- Investors worried about a market correction should adjust their portfolios, David Rosenberg says.
- The top economist has warned stocks are in a bubble and at risk of a major decline.
- He advised investors to pay attention to key sectors and add “insurance” to their portfolios.
A number of Wall Street forecasters have been warning of a stock bubble as the market climbs to a series of fresh highs in 2024 — and investors worried about such a scenario should be putting their money in a handful of assets to protect themselves from the eventual bursting.
That’s according to David Rosenberg, a top economist and the founder of Rosenberg Research, who’s been warning of a potential craash in stocks for months. In the past, he’s warned of a 39% correction to stocks, among the more extreme predictions on Wall Street, where most investors are feeling optimistic about a soft landing amid a robust economy and easing interest rates.
“Watching the market these days is like watching a clown blowing up a balloon (or Chuck Prince dancing the ballroom), knowing the inevitable,” Rosenberg said in a note to clients on Friday. “When this mega-bubble pops, it will be spectacular.”
Investors need to exercise caution and avoid following the “herd mentality,” Rosenberg said, pointing to the fervor for mega-cap tech stocks. Instead, he said, investors should focus on stocks with strong business models, strong growth, and good prices, and add some “insurance” to their portfolios.
Below are his top investment ideas for to prepare for the potential bursting of a market bubble.
Healthcare and consumer staples
Investors should gear their investments towards what people will always need in the future. In particular, Rosenberg recommended that investors pay attention to options in the healtcare and consumer staples sectors.

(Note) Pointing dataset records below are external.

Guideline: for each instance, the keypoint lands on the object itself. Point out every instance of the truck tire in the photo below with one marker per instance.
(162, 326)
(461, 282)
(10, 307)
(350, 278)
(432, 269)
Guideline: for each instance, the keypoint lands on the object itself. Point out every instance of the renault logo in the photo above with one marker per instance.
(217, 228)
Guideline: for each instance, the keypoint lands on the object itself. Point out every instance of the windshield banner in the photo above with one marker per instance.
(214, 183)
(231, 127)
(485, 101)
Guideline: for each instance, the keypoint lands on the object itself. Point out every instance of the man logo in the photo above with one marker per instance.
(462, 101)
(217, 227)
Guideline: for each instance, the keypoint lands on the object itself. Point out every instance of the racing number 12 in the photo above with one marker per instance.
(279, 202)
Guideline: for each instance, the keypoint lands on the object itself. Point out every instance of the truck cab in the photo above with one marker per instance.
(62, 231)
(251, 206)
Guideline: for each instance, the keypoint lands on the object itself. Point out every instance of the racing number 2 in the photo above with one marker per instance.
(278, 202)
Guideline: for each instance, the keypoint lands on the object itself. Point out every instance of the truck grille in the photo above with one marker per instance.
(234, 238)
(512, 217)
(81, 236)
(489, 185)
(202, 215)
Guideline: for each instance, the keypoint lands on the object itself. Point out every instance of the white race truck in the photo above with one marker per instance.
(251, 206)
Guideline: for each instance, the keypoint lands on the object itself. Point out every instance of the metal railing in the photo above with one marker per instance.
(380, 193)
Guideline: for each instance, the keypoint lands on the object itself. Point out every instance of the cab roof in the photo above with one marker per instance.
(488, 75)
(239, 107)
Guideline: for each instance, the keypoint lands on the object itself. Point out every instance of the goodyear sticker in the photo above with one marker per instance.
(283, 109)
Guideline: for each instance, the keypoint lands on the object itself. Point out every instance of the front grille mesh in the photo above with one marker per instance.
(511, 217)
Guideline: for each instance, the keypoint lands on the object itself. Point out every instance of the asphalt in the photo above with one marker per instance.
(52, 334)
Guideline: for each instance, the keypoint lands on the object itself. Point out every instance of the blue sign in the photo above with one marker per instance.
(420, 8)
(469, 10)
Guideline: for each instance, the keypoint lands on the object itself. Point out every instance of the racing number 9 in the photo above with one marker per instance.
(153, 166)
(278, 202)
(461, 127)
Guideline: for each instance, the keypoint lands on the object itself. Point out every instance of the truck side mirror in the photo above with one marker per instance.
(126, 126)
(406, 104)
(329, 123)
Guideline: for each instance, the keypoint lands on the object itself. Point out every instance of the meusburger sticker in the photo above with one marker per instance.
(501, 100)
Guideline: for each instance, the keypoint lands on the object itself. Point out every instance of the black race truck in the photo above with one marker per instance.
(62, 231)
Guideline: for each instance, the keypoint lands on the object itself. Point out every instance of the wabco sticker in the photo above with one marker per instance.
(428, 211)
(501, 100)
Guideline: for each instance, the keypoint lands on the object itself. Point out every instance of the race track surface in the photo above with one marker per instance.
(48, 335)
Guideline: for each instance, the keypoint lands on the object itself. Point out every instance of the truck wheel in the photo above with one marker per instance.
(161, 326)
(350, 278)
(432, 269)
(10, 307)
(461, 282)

“Focus on where people are going to focus on what they need, not what they want,” Rosenberg wrote. “Anything related to e- commerce, cloud services, and wiring up your home to become your new office has been in a budding secular growth phase.”
Utilities
Utility stocks also look promising. Other forecasters have predicted huge upside for utility firms, due to the growing need for power and data centers stemming from the AI boom.
“Utilities, as we have been saying for a long time, are as close to a ‘no brainer’ as there is, given their yield attributes and their being re-rated for ‘defensive growth’ owing to enhanced earnings visibility through the strong and secular outlook for US power needs,” Rosenberg said.
Aerospace, Defense
Aerospace and defense stocks could also be a buy, he added, given rising geopolitical tensions around the world.
“Aerospace/defense has been a long-standing bull call for us for several years, and the best hedge against an increasingly troubled world where military budgets are expanding everywhere — and not at all sensitive to who comes to power on November 5th.”
Big tech
While some areas of tech are exhibiting bubble characteristics, investors could still seize on opportunities in some large-cap tech names, given the prevalence of work-from-home, cloud services, and remote work, Rosenberg said. Still, investors should wait to scoop up tech names at better prices, he said.
“I’d prefer to pick these plays up at better prices than we have today because this last melt-up has eaten enough into future expected returns to keep us cautious for now. But we would be an avid buyer on any significant pullback.”
Safe bets
Investors should look to put a “dose of insurance” in their portfolios. That means gold — the “truest store of value,” Rosenberg says, — as well as government bonds.
“The beautiful thing about gold is that it is not a liability that a central bank can simply have forgiven or a currency that can simply be printed by government fiat,” he said of the precious metal. “I also favor the Treasury market because it commands just about the highest yield of any major industrial country – and with the great liquidity attributes.”
Real estate investment trusts could also be good ways to hedge risk, Rosenberg said. That particularly applies to REITs tied to the industrial and healthcare sectors.
“In any event, we all have to become increasingly thematic and thoughtful in our decision-making and more selective than normal because the stock market, and financial assets in general, have become nothing more than a momentum casino,” he added.
Most forecasters on Wall Street still expect a strong performance from equities into year-end and 2025. Goldman Sachs, UBS, BMO, and Deutsche Bank have raised their year-end price targets for the S&P 500 in recent weeks, with new forecasts ranging from 5,750 to 6,400.